La giornalista americana di origine siriana Alia Malek sarà all’Università di Siena

Parlerà della storia e della situazione attuale della Siria e presentare il suo libro “Il paese che era la nostra casa. Racconto della Siria”, edito da Enrico Damiani.

L’incontro, organizzato dall’insegnamento di Giornalismo e nuovi media e aperto ai cittadini, si terrà il 3 aprile, ore 14, nell’aula magna Fieravecchia del palazzo San Galgano, in via Roma 47.
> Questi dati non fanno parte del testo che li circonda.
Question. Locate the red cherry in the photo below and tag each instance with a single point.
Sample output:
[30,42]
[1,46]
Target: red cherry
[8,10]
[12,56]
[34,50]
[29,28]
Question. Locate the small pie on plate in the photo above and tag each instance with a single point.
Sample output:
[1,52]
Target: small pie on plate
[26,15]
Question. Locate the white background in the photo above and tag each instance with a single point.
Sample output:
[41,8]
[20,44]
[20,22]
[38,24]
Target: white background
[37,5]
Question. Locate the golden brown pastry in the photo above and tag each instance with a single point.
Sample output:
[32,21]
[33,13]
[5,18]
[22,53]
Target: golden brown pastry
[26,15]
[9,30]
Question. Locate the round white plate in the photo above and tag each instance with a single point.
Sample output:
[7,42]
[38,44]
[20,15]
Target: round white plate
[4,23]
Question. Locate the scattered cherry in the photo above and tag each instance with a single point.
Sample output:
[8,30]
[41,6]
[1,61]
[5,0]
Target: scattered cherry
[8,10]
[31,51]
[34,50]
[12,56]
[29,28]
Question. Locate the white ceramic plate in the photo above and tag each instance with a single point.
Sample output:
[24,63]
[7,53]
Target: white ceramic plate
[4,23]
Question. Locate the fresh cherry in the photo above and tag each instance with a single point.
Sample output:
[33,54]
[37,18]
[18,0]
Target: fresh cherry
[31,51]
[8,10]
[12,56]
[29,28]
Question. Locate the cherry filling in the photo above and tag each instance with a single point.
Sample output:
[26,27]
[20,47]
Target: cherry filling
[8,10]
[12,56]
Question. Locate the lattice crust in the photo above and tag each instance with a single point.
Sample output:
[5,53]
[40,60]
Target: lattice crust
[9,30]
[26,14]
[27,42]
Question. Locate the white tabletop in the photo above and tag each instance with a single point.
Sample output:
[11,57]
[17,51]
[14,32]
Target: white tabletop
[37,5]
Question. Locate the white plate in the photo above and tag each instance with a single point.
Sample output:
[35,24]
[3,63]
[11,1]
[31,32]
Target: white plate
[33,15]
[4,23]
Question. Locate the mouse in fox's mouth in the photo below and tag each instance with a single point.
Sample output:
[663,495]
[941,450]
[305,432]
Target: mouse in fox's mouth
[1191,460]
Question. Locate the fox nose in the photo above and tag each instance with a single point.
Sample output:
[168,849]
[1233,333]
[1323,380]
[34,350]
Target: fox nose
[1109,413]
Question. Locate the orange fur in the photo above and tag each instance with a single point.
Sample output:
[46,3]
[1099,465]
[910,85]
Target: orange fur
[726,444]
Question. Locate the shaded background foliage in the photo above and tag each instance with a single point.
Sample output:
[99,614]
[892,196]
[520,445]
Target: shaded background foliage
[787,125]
Alia Malek si è trasferita negli Stati Uniti dalla Siria quando era bambina. Già avvocato per i diritti civili, ha pubblicato diversi libri. Con lei durante il dibattito ci saranno i professori dell’Ateneo 
Maurizio Boldrini, Giovanni Gozzini e Luca Verzichelli, delegato del rettore all’Internazionalizzazione, mentre l’introduzione dei lavori sarà affidata ad Alessandro Lovari, docente all’Università di Cagliari. 
Il libro è un tuffo nel passato, nato  dal desiderio di raccontare che cos’è davvero la Siria e qual è stata la sua storia nazionale più recente. Si legge nella descrizione del libro: “Nel 2011, poco dopo l’inizio della primavera araba, Alia Malek torna in Siria, il paese d’origine dei suoi genitori, che l’avevano lasciato prima che lei nascesse per trasferirsi in America e sfuggire così al regime di Assad. Nonostante le rivolte e la repressione, si respira ancora un clima di speranza, l’illusione di un cambiamento, tanto che Alia decide di restaurare la casa della nonna e restituirla al suo antico splendore. Il punto di partenza è la storia della sua famiglia, che si snoda sullo sfondo dei grandi eventi che hanno segnato il paese nel corso degli ultimi cent’anni, un racconto in cui privato e quotidiano si intrecciano alla Grande Storia in un insieme avvincente e ricco di fascino.”